HalloToni! Die Dehnung des Iliopsoas würde Ich erstmal weiter machen. Dass du beim Autofahren oder enger Kleidung vermehrt Probleme bekommst klingt für mich nach einer Nervenkompression in der Leistenregion. Deshalb lindert ein dehnen des Iliopsoas Teil deiner Schmerzen weil die Nerven entlastet werden. Außerdem können sich über die alte Verletzung beim Fußballspielen sog. Triggerpunkte in den Hüftmuskeln entwickelt haben die ebenfalls in die Leiste, Bauch und Bein ausstrahlen. Das sollte unbedingt von einem Therapeut/in mit manuelle Therapie behandelt werden. Triggerpunkte werden zb. Mit druckpunktbehsndlung behandelt und die Nerven werden auch durch spezielle Techniken entlastet. Hier gibt es lokale entspannenden Maßnahmen für die Iliopsoas zb

Vielen lieben Dank für die Antwort. Sollte ich vielleicht noch einen Neurochirurgen oder Neurologen aufsuchen weil es von den Nerven kommen kann? Ich habe noch vergessen anzumerken das die Schmerzen auch ins Knie ziehen und das die Schmerzen auch ausgelöst werden wenn ich in die Hocke gehe.
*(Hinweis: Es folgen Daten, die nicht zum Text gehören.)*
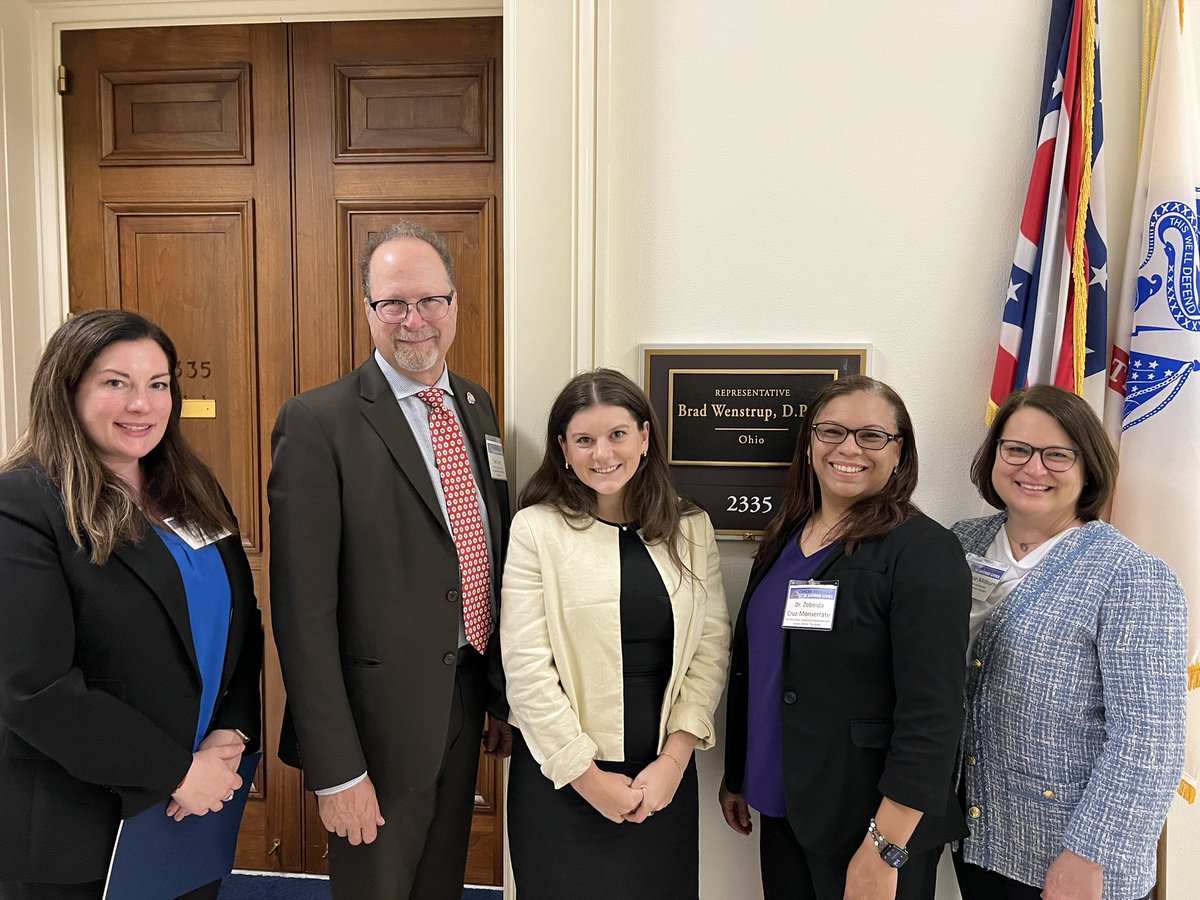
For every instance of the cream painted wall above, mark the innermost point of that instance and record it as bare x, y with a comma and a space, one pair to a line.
21, 329
696, 171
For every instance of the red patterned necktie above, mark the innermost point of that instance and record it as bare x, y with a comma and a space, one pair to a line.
466, 523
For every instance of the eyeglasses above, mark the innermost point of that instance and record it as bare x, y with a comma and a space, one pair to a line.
431, 309
1055, 459
867, 438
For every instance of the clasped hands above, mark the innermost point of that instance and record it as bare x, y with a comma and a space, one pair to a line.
621, 798
211, 779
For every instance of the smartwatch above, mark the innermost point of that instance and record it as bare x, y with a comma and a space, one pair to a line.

Seit ich mir letzte Woche eine neue normal anliegende  Jeans und neue Winterschuhe gekauft und getragen habe, sind die Schmerzen nun wieder permanent da und es schnerzt  , auch sogar im Ruhezustand. Die Leiste schmerzt und es zieht auch in den Unteren Rücken, ins Knie und in den Unterbauch. Davor war ich seit einiger Zeit zwar nicht schmerzfrei aber die Schmerzen waren nicht permanent da sondern nur manchmal und es hielt sich in Grenzen.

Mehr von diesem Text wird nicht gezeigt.